The mere presence of Michael Shannon in the lead role will be enough for many to check out “Frank and Lola,” but Matthew Ross’s debut film has a goodly number of other things going for it as well. A steamy neo-noir that builds considerable suspense while throwing a succession of narrative curves, it might have been called “Sex, Lies and Videotape” had not the title already been taken—all three are major plot elements, although the VHS element has been updated.
Shannon is Frank, a talented chef who loses his job at an upper-end Vegas restaurant at just about the time he meets Lola (Imogen Poots), a would-be fashion designer who’s also looking for work. The two immediately strike sparks and become a couple.
Their honeymoon is endangered, however, by Frank’s jealousy. His general surliness turns into something more sinister when he sees Lola talking at a bar with Keith (Justin Long), a gregarious young businessman. His suspicions grow darker when Keith finds a position for Lola at a posh boutique.
But Keith does Frank a favor, too, getting him an audition for a position as chief chef at a restaurant a famous gastronome is preparing to open in a Vegas hotel.

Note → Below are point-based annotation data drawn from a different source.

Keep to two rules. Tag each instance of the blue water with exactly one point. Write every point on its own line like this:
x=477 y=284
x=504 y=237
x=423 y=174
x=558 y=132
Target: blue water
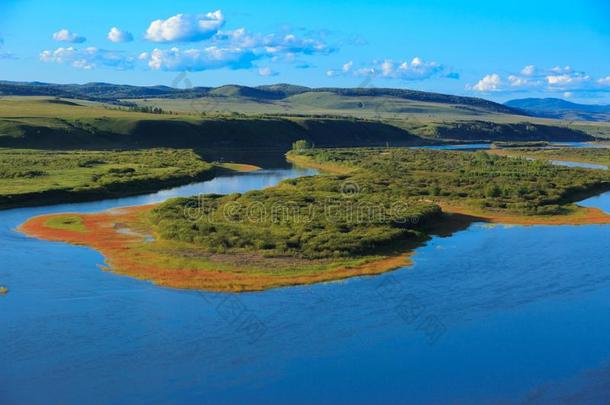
x=491 y=314
x=483 y=146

He’ll need to travel to Paris to prepare a meal for the man, however, if he’s to win the post.
As it happens, that suits Frank perfectly, since he’s just learned that Lola was once raped by Alan (Michael Nyqvist), the lustful and wealthy one-time boyfriend of her freewheeling mother Patricia (Rosanna Arquette). Alan lives in Paris, and Frank plans to use the trip to confront him. When he does, however, Alan, a suave fellow who has an open marriage with his rich wife Claire (Emmanuelle Devos), offers an alternative account that suggests Lola has been deceiving him. Frank has to find some way to discover where the truth lies, and whether his relationship with Lola can be saved.

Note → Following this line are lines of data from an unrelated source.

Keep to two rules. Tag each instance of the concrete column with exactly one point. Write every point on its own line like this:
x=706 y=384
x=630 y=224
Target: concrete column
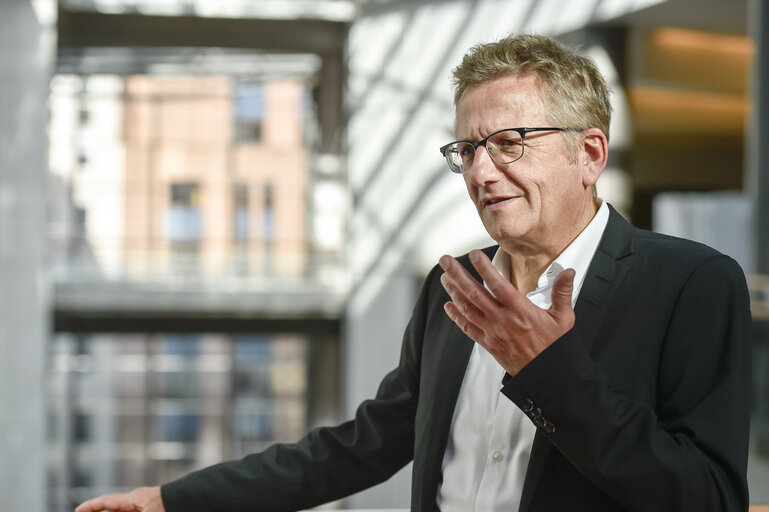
x=757 y=179
x=27 y=46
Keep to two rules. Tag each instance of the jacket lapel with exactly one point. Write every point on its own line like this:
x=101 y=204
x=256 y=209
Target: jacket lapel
x=603 y=278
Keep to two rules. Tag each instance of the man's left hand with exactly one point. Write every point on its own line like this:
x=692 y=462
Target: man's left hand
x=512 y=329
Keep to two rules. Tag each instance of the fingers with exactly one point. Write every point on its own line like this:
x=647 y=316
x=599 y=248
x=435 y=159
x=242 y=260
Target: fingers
x=563 y=287
x=116 y=502
x=502 y=289
x=143 y=499
x=469 y=328
x=468 y=295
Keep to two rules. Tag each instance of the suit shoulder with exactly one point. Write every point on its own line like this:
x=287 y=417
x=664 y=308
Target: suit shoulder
x=667 y=246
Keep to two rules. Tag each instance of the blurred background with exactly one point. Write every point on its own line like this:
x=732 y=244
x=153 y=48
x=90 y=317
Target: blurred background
x=215 y=215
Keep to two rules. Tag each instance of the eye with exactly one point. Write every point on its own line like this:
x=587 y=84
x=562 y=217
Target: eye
x=464 y=150
x=506 y=142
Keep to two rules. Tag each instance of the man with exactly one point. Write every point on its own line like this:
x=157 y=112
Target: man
x=582 y=364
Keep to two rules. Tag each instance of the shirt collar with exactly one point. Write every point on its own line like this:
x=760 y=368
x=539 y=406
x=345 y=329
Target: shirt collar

This is one of those instances in which divulging the details of the plot overmuch would be unfair to both the film and the audience. Suffice it to say that “Frank and Lola” is a picture that casts a moody spell as it wends its way through plot convolutions that depend as much on atmosphere as surprise. That’s a perfect fit for Shannon, who is able with near-minimalist gestures to convey the inner distress of a man obsessed with a woman and bent on sweeping away all doubt about her fidelity. Poots sketches Lola vividly, but she remains a relatively opaque presence by comparison to Frank, to whom Shannon brings such deep reserves of suppressed rage that you expect the screen to burst into violence at any moment. He carries the same sort of intensity into his moves in the kitchen, where you can feel the man’s devotion to his craft as though he were a musician working with his instrument.

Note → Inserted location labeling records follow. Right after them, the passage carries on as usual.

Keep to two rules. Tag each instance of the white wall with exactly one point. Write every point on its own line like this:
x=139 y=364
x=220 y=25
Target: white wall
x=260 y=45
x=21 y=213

The rest of the cast add significant supporting turns. Nyqvist smoothly keeps you guessing until the very end, while Long adds a hint of a possible darker motivation to a character who, on the surface, just seems to be a good-natured back-slapper. Arquette and Devos contribute sharp cameos of women with dubious agendas of their own, and the smaller roles are all cunningly cast. This is obviously a modestly-budgeted film, but production designer Gerald Sullivan and cinematographer Eric Koretz have collaborated to give it a glossily seedy look, while editors Rebecca Rodriguez and Jennifer Lilly maintain a deliberate pace without sacrificing tension and Danny Bensi and Saunder Jurriaans have confected a properly unsettling score.
“Frank and Lola” may not have the complexity of plot and sense of inevitable doom that marked much of the work of a noir master like Jim Thompson, but it offers the same sort of bleak character study that he specialized in. While pleasurably dark itself, it makes one think of how well Shannon would be as the protagonist in an adaptation of one of Thompson’s books.